[Marxism] Fwd: After a major flap, history's premier journal announces series of changes aimed at diversifying viewpoints and contributors

Louis Proyect lnp3 at panix.com
Wed Jan 31 06:00:05 MST 2018

The typically tame world of academic publishing got heated last year, as 
several journals took flak for editorial decisions about content 
regarding historically marginalized groups. Now one of those journals 
has a plan to “transform.”

“I have no illusions about what an enormous challenge this will be, and 
I fully expect it will make people unhappy on both sides of the 
barricades,” said Alex Lichtenstein, professor of history at Indiana 
University at Bloomington and editor of American Historical Review, in a 
new column announcing changes to the journal.

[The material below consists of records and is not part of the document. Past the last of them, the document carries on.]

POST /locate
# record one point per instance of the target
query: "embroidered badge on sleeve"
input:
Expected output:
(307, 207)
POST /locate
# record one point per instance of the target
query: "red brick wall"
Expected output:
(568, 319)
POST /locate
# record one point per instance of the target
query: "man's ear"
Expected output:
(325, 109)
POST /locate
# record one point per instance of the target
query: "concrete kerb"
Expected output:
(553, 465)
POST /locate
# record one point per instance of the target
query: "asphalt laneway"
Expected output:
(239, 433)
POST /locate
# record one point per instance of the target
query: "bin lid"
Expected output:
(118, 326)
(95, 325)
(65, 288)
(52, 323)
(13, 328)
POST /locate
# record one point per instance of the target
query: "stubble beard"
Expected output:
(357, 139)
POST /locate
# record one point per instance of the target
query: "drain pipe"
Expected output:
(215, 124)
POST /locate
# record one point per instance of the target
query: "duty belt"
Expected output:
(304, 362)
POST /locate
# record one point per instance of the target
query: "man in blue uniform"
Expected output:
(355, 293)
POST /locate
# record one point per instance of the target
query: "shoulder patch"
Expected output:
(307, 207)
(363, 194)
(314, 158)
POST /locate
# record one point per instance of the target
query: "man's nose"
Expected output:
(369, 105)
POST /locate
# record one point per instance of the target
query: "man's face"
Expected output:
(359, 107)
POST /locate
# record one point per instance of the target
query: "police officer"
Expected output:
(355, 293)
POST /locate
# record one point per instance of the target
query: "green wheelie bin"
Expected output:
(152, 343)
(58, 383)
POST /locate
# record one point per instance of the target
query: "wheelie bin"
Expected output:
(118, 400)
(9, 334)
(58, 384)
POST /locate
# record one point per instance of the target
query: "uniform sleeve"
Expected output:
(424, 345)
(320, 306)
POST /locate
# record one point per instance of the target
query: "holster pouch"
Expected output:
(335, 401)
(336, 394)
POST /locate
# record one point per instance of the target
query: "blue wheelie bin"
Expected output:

While there “will be failures and limitations, and the pace of change 
may not satisfy everyone,” he wrote, “my fervent hope is that by the 
time my editorship ends in August 2021, I will have set the journal on 
an irrevocable course of change.”

The American Historical Review, the academic publication of the American 
Historical Association, is one of the discipline’s most revered 
periodicals, publishing work across subfields. But it made -- in the 
eyes of many critics -- a major blunder in early 2017 in asking a 
scholar who has expressed arguably racist views to review a book on 
inequality and urban education.

In that review, Raymond Wolters, professor emeritus of history at the 
University of Delaware, both praised and criticized the book in 
question, Making the Unequal Metropolis: School Desegregation and Its 
Limits. Specifically, Wolters said that author Ansley T. Erickson, 
assistant professor of history and education at Teachers College of 
Columbia University, had done her research but challenged her argument 
for metropolitan busing programs to promote racial integration in schools.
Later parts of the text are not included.